- Written by: Raskhshanda Rizvi Abdul Khaliq Khan
- Directed by: Mohsin Talat
- Music by: SK Salman Khan
- Country of origin: Pakistan
- Original language: Urdu
- No. of episodes: 52

Production
- Executive producer: Mommal Shunaid
- Production company: Moomal Entertainment

Original release
- Network: Hum TV
- Release: 8 December 2021 – 18 February 2022

= Bebaak (TV series) =

Pakistani drama television series

Bebaak is a Pakistani drama television series produced by Moomal Shuanid under Moomal Entertainment. It features Yashma Gill alongside Srha Asghar, Ali Ansari, Adnan Jaffar, Raeed Muhammad Alam, and Faiq Khan. The series premiered on 8 December 2021, replacing Sila-e-Mohabbat. Bebaak revolves around Wafa, a poor university student who aspires to be rich and successful.

== Plot ==
Wafa receives a scholarship to a prestigious university in the city and pretends to be wealthy. Her father is a gambler, and her mother, a teacher, struggles to make ends meet, but Wafa is indifferent to her mother's plight. After attending a job interview, Wafa is hired. She accepts an invitation to the wedding of Meesam and Shiza. Meesam marries Shiza, but Shiza, noticing Meesam speaking with Wafa, confronts him. Asad is married to Sunaina, with whom he has a daughter named Laiba.

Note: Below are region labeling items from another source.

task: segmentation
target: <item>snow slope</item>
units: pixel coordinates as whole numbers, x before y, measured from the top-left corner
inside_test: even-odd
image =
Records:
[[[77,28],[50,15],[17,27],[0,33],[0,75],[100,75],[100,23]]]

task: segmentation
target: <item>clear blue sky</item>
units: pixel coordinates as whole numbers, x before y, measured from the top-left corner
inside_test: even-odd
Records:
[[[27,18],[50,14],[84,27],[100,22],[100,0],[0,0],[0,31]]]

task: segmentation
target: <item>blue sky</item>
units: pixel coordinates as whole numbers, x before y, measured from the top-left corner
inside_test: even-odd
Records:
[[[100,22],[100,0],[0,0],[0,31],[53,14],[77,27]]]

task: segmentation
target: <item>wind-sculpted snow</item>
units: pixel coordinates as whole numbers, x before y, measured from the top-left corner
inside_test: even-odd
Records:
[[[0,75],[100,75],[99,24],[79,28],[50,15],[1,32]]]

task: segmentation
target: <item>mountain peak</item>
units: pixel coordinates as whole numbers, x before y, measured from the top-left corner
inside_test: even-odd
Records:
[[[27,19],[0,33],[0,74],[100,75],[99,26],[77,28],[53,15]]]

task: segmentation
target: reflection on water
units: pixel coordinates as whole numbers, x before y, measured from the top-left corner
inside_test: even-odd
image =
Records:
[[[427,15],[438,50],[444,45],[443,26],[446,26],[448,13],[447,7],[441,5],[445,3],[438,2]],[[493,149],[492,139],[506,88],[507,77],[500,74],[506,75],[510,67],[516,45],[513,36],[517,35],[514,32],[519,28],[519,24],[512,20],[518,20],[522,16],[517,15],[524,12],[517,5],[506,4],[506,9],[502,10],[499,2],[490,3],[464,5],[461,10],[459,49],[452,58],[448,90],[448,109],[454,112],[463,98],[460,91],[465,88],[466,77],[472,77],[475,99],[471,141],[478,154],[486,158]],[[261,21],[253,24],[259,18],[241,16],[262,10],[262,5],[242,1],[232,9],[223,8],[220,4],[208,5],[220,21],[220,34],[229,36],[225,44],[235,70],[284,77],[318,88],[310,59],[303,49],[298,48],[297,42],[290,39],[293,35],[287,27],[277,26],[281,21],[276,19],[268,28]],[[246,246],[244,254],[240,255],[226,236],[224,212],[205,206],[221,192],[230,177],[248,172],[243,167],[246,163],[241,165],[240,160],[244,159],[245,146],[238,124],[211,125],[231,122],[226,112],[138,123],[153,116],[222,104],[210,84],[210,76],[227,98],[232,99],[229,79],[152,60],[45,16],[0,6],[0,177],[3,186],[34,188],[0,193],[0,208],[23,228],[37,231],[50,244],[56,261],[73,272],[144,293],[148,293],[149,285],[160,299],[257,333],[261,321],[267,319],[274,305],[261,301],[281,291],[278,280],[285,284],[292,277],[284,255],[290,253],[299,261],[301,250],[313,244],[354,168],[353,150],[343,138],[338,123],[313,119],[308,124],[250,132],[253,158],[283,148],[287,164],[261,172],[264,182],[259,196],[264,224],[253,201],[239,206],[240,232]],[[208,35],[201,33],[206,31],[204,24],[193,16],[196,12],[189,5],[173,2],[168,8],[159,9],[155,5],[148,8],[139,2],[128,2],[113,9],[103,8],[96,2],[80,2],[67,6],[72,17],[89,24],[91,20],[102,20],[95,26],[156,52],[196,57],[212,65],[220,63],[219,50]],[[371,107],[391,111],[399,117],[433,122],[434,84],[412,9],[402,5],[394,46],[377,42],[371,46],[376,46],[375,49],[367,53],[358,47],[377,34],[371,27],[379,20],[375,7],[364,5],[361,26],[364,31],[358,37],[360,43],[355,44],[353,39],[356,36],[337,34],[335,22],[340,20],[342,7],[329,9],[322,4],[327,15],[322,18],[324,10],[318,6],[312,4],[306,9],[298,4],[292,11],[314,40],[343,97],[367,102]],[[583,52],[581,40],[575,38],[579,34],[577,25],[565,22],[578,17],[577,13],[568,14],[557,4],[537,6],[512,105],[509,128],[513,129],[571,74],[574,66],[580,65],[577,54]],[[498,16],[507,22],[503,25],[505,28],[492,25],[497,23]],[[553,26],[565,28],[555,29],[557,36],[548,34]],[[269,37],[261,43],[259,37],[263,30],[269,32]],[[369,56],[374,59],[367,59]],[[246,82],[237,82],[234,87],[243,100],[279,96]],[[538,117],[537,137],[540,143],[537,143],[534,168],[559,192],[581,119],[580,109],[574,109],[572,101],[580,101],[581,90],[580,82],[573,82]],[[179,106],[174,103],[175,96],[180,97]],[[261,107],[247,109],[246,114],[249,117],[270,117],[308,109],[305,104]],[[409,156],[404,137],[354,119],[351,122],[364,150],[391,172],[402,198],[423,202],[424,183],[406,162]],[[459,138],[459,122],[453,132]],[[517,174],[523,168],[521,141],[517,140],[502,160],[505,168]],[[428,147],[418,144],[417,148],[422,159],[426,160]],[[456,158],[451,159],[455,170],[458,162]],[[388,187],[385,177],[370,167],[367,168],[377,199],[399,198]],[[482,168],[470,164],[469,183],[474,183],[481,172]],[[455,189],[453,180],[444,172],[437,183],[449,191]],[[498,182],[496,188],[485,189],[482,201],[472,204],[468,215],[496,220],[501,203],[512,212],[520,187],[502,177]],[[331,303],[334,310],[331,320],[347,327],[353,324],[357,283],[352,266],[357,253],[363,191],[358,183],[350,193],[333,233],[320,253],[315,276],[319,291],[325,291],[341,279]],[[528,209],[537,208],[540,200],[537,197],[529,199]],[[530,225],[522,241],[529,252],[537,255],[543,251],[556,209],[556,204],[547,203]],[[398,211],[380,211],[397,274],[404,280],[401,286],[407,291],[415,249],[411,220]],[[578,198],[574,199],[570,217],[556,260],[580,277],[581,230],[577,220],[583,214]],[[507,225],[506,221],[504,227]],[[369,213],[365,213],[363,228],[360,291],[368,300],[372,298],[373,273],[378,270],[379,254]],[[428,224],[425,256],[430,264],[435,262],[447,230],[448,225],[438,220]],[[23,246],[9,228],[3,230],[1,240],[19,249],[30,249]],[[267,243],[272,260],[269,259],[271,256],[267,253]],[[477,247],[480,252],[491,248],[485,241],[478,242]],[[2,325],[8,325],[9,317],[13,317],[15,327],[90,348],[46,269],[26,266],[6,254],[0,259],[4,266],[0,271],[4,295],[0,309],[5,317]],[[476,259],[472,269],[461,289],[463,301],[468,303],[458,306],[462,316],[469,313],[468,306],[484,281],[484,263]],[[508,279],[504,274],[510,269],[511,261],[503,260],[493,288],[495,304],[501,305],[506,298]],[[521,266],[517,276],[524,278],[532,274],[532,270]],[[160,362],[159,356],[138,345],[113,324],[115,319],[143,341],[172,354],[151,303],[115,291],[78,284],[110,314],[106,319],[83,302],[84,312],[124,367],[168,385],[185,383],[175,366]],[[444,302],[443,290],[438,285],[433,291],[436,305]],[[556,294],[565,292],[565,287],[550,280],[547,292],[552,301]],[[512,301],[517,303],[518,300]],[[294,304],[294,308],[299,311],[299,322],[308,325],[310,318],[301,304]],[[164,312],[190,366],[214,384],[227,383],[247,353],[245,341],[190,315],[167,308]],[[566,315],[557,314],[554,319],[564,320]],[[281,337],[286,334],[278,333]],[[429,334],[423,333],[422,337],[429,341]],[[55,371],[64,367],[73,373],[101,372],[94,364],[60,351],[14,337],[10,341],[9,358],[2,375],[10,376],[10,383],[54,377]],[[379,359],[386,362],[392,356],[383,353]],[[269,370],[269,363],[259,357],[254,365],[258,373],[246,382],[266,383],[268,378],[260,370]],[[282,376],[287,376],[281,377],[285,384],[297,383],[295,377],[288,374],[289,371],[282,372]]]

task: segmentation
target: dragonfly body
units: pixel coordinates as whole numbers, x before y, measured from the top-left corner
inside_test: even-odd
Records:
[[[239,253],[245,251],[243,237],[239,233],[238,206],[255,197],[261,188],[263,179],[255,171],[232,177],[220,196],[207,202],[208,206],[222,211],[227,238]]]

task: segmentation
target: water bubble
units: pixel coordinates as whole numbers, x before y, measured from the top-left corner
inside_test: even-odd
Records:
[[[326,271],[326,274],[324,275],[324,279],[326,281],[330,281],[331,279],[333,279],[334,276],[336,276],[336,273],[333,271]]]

Asad asks Wafa to marry him. Wafa agrees, and they marry the following week, without knowledge of her family. Meanwhile, at Wafa's house, her brother dies of cancer. Asad returns to his first wife Sunaina.

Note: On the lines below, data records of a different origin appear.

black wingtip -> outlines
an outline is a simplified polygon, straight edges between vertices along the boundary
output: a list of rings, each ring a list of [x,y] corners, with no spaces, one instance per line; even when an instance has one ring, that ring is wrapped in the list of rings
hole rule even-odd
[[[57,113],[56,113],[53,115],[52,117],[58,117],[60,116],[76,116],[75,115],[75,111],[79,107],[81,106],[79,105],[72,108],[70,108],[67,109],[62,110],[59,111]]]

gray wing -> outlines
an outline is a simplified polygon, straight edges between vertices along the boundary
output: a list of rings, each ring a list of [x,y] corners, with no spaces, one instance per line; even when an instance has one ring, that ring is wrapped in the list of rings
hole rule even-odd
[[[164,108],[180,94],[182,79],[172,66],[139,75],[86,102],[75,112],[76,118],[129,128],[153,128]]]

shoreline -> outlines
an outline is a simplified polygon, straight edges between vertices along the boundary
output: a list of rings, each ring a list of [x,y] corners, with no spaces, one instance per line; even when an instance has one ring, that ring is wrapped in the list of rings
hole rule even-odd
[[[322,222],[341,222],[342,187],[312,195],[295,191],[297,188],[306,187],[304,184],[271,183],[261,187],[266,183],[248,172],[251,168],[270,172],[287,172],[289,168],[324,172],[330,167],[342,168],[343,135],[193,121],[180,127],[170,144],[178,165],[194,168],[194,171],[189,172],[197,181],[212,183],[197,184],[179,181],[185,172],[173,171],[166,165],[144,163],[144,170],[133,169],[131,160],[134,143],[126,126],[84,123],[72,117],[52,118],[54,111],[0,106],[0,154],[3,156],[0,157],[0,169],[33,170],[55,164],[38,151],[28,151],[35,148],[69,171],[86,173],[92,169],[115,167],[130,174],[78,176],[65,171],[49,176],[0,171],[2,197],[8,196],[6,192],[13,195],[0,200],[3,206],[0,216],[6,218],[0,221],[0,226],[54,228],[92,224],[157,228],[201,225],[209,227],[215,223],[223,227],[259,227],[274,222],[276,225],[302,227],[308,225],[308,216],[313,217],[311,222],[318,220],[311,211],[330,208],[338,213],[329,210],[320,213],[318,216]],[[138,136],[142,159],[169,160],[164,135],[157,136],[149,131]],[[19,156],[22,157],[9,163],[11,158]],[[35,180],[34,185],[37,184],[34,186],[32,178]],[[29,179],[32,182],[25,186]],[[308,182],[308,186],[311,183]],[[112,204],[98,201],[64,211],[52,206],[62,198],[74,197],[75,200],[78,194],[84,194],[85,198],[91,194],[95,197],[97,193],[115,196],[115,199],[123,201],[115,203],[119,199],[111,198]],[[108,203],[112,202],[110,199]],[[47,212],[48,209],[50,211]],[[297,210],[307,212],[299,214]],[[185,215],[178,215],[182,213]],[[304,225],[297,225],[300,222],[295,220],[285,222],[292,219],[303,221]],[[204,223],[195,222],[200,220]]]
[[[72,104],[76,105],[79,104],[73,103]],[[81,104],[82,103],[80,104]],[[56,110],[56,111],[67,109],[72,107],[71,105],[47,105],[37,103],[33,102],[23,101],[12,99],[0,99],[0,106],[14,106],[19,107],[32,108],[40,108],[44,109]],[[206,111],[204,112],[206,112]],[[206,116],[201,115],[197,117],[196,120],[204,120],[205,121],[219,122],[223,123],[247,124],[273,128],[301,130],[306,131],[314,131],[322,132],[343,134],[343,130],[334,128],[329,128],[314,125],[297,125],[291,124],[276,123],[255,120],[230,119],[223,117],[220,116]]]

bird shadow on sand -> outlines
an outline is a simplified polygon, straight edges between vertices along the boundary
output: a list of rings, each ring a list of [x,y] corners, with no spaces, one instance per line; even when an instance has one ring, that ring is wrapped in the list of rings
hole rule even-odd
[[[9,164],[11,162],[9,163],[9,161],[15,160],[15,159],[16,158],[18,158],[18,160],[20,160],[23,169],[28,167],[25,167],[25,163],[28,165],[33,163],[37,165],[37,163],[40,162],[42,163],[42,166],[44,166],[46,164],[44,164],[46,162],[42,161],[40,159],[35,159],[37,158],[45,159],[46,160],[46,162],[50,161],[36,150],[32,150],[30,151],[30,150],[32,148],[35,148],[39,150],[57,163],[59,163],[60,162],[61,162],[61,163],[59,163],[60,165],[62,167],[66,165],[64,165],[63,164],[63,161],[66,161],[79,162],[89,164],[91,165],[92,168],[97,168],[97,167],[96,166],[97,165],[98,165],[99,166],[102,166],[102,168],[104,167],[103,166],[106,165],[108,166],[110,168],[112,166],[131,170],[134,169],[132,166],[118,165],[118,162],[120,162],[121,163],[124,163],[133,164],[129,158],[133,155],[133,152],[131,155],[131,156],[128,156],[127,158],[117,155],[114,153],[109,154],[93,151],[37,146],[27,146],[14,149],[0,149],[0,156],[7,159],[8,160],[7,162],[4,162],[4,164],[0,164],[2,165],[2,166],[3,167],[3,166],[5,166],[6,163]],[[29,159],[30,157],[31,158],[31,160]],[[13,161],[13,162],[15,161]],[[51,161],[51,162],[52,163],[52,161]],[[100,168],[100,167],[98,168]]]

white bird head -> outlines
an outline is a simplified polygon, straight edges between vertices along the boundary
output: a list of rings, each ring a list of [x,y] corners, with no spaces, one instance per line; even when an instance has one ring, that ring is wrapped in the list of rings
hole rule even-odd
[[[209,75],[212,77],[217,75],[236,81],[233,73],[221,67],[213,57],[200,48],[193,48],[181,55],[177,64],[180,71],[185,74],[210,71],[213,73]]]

After Wafa's father learns that his daughter has married on her own, he divorces Wafa's mother. Shiza's father was about to marry Wafa, but Shiza was against it. Wafa finds out that she had a brain tumour later apologising to everyone at Meesam's house. Meesam has a son, later naming him Asad. Subsequently, Wafa has a son, and the father ends up homeless.

== Cast ==
- Yashma Gill as Wafa
- Srha Asghar as Shiza
- Ali Ansari as Mesum
- Raeed Muhammad Alam as Farhad
- Adnan Jaffar as Waqar
- Faiq Khan as Asad
- Laila Wasti as Nafisa
- Farah Nadeem as Samina
- Adnan Shah Tipu as Sharafat
- Amna Malik as Sunaina
- Ismat Zaidi as Mesum and Asad's mother

== Reception ==
In early February 2022, it received television ratings of 4–5 TRPs.